Helios Solar Storm Scenario

Download Helios Solar Storm Scenario

The study of solar eruptive phenomena has progressed over the centuries from scholarly recordings of astronomical events, such as sunspots, to advanced modelling of how solar activity may drive geophysical planetary responses, eg geomagnetic disturbances. However, there is still a great deal of uncertainty around the potential economic impacts of extreme space weather on modern society.

Overview

In this report, we provide a catastrophe scenario for a US-wide power system collapse that is caused by an extreme space weather event affected Earth: the Helios Solar Storm scenario. 

This scenario is a stress test for managers and policy-makers. Stress tests are important for understanding risk exposure across a spectrum of extreme systemic shocks such as those proposed in the Cambridge Taxonomy of Threats, which encompasses a dozen major classes of catastrophes. A suite of scenarios can be used as a basis for calibrating an organisation’s inherent risk, vulnerability and resilience. 
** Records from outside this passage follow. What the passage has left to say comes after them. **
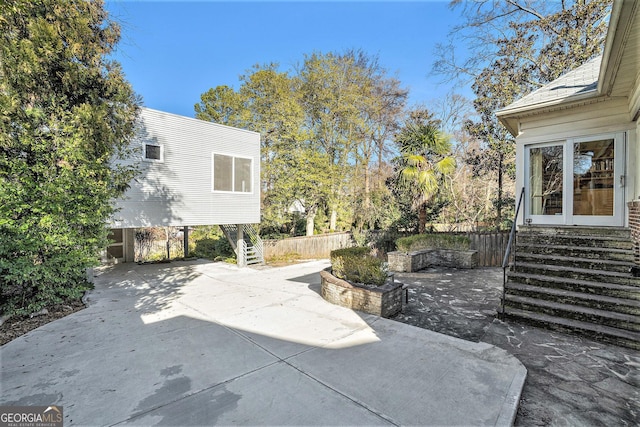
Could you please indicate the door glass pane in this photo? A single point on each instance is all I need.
(593, 177)
(545, 180)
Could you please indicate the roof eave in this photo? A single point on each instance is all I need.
(622, 13)
(508, 117)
  • The damage distributions resulting from the extreme space weather event in the standard scenario (S1) show a quarter of US EHV transformers tripped off-line with only 5% suffering any form of damage. 
  • The loss of these assets leads to a power outage initially affecting 90 million US citizens. The majority of those affected have power restored relatively quickly, with only 5% of the total US population being disconnected for more than three days. 
  • The US states most directly affected are Illinois and New York with direct losses from suspended economic activity of roughly $30 billion each in S1. 
  • The total indirect US supply chain shock is similar in size to the direct shock. International supply chain shocks, stemming from both upstream via US imports and downstream via US exports, are estimated to be roughly quarter the size of the overall direct US shock. 
  • At the industry sector level, US Manufacturing has both the greatest direct and indirect shocks, with indirect shocks having a roughly equal split between those that have been induced upstream and those induced downstream. 
  • China, Canada and Mexico, as the three largest trade partners of the US, collectively account for about a third of all indirect international supply chain impacts.